If f(x) = $2tan^{-1}x + sin^{-1}(\frac{2x}{1 + x^2})$, x > 1, then f(5) is equal to

• A. $\pi/2$
• B. $\pi$
• C. $4tan^{-1}(5)$
• D. $tan^{-1}(\frac{65}{156})$

Answer 1

Answer: (B)

$\pi$

Answer 2

The given function is $f(x) = 2tan^{-1}x + sin^{-1}(\frac{2x}{1 + x^2})$ for $x > 1$.

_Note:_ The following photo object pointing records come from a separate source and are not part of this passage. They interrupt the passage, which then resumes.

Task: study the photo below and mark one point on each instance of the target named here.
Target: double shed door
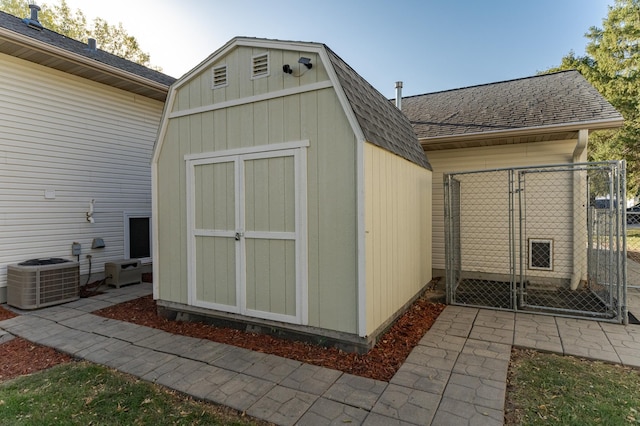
(248, 248)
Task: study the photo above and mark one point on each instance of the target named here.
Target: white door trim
(299, 236)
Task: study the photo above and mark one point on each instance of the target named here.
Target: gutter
(443, 141)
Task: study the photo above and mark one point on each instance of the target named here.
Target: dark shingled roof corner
(60, 41)
(545, 100)
(381, 122)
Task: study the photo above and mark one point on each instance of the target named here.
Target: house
(289, 195)
(540, 120)
(77, 128)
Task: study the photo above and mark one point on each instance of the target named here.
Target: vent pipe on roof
(399, 95)
(33, 21)
(92, 45)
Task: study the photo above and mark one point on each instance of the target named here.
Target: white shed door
(247, 249)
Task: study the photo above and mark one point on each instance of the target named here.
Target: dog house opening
(541, 254)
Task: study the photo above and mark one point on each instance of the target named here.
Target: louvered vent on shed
(219, 76)
(260, 65)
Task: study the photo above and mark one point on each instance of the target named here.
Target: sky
(430, 45)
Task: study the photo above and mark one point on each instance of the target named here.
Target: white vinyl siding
(80, 140)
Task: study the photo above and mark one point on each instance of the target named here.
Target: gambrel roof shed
(307, 194)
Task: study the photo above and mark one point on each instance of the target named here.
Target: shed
(76, 124)
(288, 194)
(533, 121)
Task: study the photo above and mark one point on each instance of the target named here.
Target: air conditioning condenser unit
(38, 283)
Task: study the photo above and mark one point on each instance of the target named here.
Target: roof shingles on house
(54, 50)
(381, 122)
(544, 101)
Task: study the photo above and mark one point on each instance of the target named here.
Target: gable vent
(260, 65)
(219, 76)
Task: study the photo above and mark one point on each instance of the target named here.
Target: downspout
(580, 217)
(399, 95)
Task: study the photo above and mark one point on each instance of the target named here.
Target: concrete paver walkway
(456, 375)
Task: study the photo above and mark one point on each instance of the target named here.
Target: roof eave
(59, 53)
(442, 141)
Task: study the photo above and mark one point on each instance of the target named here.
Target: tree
(61, 19)
(612, 66)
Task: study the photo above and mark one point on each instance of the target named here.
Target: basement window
(541, 254)
(260, 65)
(219, 76)
(137, 235)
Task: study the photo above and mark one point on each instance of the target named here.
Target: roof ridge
(493, 83)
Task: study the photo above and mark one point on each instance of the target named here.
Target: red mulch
(379, 363)
(19, 357)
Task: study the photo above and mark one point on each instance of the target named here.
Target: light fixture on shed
(306, 62)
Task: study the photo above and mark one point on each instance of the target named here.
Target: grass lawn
(549, 389)
(81, 393)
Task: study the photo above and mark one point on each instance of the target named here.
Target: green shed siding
(299, 149)
(316, 116)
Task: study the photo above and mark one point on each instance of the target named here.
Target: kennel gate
(538, 239)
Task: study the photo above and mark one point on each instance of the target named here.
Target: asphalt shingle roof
(54, 39)
(381, 122)
(545, 100)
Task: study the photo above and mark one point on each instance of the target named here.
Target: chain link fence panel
(547, 239)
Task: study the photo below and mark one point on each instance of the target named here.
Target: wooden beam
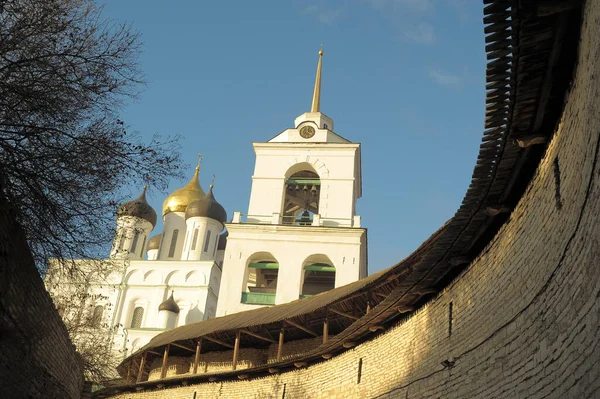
(427, 291)
(496, 210)
(300, 326)
(459, 260)
(183, 347)
(326, 326)
(236, 349)
(528, 141)
(218, 341)
(550, 7)
(129, 371)
(280, 346)
(141, 371)
(258, 336)
(406, 309)
(163, 369)
(197, 357)
(348, 315)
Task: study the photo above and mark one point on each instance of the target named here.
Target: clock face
(307, 132)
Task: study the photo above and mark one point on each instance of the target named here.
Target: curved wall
(525, 314)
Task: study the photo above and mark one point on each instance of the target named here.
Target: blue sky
(406, 78)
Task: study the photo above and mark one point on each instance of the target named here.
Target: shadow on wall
(194, 315)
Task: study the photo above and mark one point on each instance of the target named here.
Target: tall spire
(316, 105)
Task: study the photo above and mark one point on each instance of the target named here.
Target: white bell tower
(301, 235)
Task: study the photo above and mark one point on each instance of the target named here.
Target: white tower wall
(201, 245)
(173, 222)
(131, 238)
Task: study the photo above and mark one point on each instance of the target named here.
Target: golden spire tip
(316, 103)
(200, 158)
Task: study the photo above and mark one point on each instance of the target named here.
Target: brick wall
(37, 359)
(526, 313)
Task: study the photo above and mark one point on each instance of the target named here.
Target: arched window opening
(318, 277)
(195, 238)
(96, 318)
(261, 282)
(173, 243)
(206, 241)
(143, 245)
(121, 241)
(136, 236)
(136, 319)
(302, 190)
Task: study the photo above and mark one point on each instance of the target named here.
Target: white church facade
(301, 236)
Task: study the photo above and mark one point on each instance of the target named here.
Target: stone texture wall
(525, 314)
(37, 359)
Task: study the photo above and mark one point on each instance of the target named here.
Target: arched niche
(153, 277)
(134, 277)
(195, 278)
(175, 278)
(318, 275)
(302, 193)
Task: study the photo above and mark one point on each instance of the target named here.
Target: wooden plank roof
(531, 51)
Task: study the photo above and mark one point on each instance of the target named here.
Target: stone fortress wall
(37, 358)
(522, 321)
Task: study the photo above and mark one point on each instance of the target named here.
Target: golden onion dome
(179, 199)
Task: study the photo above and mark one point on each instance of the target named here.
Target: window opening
(122, 241)
(318, 277)
(173, 243)
(301, 202)
(206, 241)
(195, 238)
(261, 284)
(143, 245)
(97, 316)
(136, 319)
(136, 235)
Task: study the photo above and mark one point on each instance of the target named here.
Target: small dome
(179, 199)
(154, 242)
(207, 207)
(222, 241)
(140, 208)
(169, 305)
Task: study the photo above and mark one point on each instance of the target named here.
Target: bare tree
(65, 157)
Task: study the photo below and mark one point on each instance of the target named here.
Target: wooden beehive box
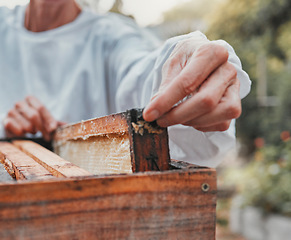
(146, 196)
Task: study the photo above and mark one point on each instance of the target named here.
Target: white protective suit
(95, 66)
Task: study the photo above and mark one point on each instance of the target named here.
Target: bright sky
(145, 11)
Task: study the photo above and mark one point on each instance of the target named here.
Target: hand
(30, 116)
(199, 88)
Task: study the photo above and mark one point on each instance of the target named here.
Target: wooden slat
(148, 144)
(52, 162)
(4, 175)
(23, 166)
(149, 149)
(153, 205)
(115, 123)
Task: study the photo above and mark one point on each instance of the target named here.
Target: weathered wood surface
(138, 146)
(57, 166)
(20, 165)
(149, 148)
(152, 205)
(4, 176)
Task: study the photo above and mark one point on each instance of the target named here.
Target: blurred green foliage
(266, 182)
(259, 28)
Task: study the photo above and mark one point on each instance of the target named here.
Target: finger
(25, 125)
(203, 62)
(205, 100)
(13, 128)
(228, 108)
(215, 128)
(30, 114)
(48, 122)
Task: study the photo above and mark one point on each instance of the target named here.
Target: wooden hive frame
(55, 199)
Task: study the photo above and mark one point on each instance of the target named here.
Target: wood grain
(52, 162)
(147, 148)
(4, 176)
(149, 151)
(115, 123)
(21, 165)
(152, 205)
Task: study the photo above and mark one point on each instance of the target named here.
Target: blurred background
(255, 179)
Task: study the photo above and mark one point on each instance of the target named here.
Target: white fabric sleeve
(2, 130)
(139, 73)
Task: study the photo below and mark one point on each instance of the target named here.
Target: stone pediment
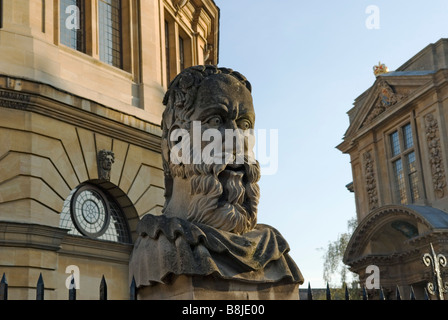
(394, 230)
(386, 97)
(389, 92)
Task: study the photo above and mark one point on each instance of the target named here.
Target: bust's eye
(244, 124)
(214, 121)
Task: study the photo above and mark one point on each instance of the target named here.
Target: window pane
(181, 53)
(407, 136)
(399, 180)
(71, 24)
(109, 16)
(413, 177)
(395, 143)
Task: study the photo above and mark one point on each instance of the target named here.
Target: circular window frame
(76, 214)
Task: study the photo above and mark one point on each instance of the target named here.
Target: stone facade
(397, 141)
(61, 110)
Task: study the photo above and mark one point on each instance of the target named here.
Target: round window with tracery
(93, 212)
(90, 212)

We use the identity for $sin^{-1}(\frac{2x}{1 + x^2})$ in terms of $tan^{-1}x$. The general identity is:

$sin^{-1}(\frac{2x}{1 + x^2}) = \begin{cases} 2tan^{-1}x & \text{if } |x| \le 1 \\ \pi - 2tan^{-1}x & \text{if } x > 1 \\ -\pi - 2tan^{-1}x & \text{if } x < -1 \end{cases}$

Given that $x > 1$, we use the second case of the identity: $sin^{-1}(\frac{2x}{1 + x^2}) = \pi - 2tan^{-1}x$ for $x > 1$.

Substitute this into the expression for $f(x)$:

$f(x) = 2tan^{-1}x + sin^{-1}(\frac{2x}{1 + x^2})$

For $x > 1$, this becomes:

$f(x) = 2tan^{-1}x + (\pi - 2tan^{-1}x)$

$f(x) = 2tan^{-1}x + \pi - 2tan^{-1}x$

$f(x) = \pi$

So, for all $x > 1$, the function $f(x)$ has a constant value of $\pi$.

We need to find $f(5)$. Since $5 > 1$, the value of $f(5)$ is $\pi$. Therefore, $f(5) = \pi$.